- Smiley Township, Minnesota Location within the state of Minnesota Smiley Township, Minnesota Smiley Township, Minnesota (the United States)
- Coordinates: 48°4′13″N 96°3′27″W﻿ / ﻿48.07028°N 96.05750°W
- Country: United States
- State: Minnesota
- County: Pennington

Area
- • Total: 36.2 sq mi (93.8 km^{2})
- • Land: 36.0 sq mi (93.3 km^{2})
- • Water: 0.23 sq mi (0.6 km^{2})
- Elevation: 1,135 ft (346 m)

Population (2000)
- • Total: 528
- • Density: 15/sq mi (5.7/km^{2})
- Time zone: UTC-6 (Central (CST))
- • Summer (DST): UTC-5 (CDT)
- ZIP code: 56701
- Area code: 218
- FIPS code: 27-60898
- GNIS feature ID: 0665635
- Website: https://smileytownship.org/

= Smiley Township, Pennington County, Minnesota =

Smiley Township is a township in Pennington County, Minnesota, United States. The population was 528 at the 2000 census.

Smiley Township was named for William C. Smiley, a county official.

==Geography==
According to the United States Census Bureau, the township has a total area of 36.2 square miles (93.8 km^{2}), of which 36.0 square miles (93.3 km^{2}) is land and 0.2 square mile (0.6 km^{2}) (0.61%) is water.

==Demographics==
As of the census of 2000, there were 528 people, 186 households, and 146 families residing in the township. The population density was 14.7 people per square mile (5.7/km^{2}). There were 202 housing units at an average density of 5.6/sq mi (2.2/km^{2}). The racial makeup of the township was 95.45% White, 0.95% Native American, 1.52% Asian, 0.19% Pacific Islander, and 1.89% from two or more races.
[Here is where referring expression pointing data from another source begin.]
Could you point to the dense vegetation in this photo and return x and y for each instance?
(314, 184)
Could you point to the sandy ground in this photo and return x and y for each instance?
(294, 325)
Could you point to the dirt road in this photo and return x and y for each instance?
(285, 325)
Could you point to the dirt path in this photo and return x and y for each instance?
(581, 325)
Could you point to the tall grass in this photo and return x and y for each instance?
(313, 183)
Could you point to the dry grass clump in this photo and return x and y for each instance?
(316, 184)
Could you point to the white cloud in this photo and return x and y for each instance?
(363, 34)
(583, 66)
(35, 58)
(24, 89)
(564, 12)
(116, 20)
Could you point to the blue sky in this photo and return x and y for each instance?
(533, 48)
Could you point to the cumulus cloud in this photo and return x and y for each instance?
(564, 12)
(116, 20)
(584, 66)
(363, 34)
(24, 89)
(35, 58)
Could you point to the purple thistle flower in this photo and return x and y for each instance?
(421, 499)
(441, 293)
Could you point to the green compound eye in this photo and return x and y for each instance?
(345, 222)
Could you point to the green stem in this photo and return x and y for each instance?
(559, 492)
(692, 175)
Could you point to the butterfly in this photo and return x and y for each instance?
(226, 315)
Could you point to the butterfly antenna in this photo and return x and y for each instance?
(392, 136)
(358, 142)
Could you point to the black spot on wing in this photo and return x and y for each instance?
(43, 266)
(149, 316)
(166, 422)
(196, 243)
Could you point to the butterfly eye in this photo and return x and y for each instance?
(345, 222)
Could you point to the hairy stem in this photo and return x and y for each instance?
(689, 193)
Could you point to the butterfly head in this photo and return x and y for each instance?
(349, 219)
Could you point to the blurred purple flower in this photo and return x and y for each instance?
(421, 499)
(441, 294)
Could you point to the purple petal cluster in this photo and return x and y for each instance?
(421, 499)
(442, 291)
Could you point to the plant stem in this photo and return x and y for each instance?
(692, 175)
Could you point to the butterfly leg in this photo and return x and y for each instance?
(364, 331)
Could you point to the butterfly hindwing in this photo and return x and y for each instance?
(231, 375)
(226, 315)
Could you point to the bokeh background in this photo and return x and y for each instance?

There were 186 households, out of which 40.9% had children under the age of 18 living with them, 65.6% were married couples living together, 8.1% had a female householder with no husband present, and 21.0% were non-families. 15.1% of all households were made up of individuals, and 3.8% had someone living alone who was 65 years of age or older. The average household size was 2.84 and the average family size was 3.12.

In the township the population was spread out, with 27.8% under the age of 18, 11.4% from 18 to 24, 27.5% from 25 to 44, 25.4% from 45 to 64, and 8.0% who were 65 years of age or older. The median age was 34 years. For every 100 females, there were 112.9 males. For every 100 females age 18 and over, there were 119.0 males.

The median income for a household in the township was $47,386, and the median income for a family was $50,250. Males had a median income of $28,750 versus $25,313 for females. The per capita income for the township was $17,431. About 9.7% of families and 12.0% of the population were below the poverty line, including 20.1% of those under age 18 and none of those age 65 or over.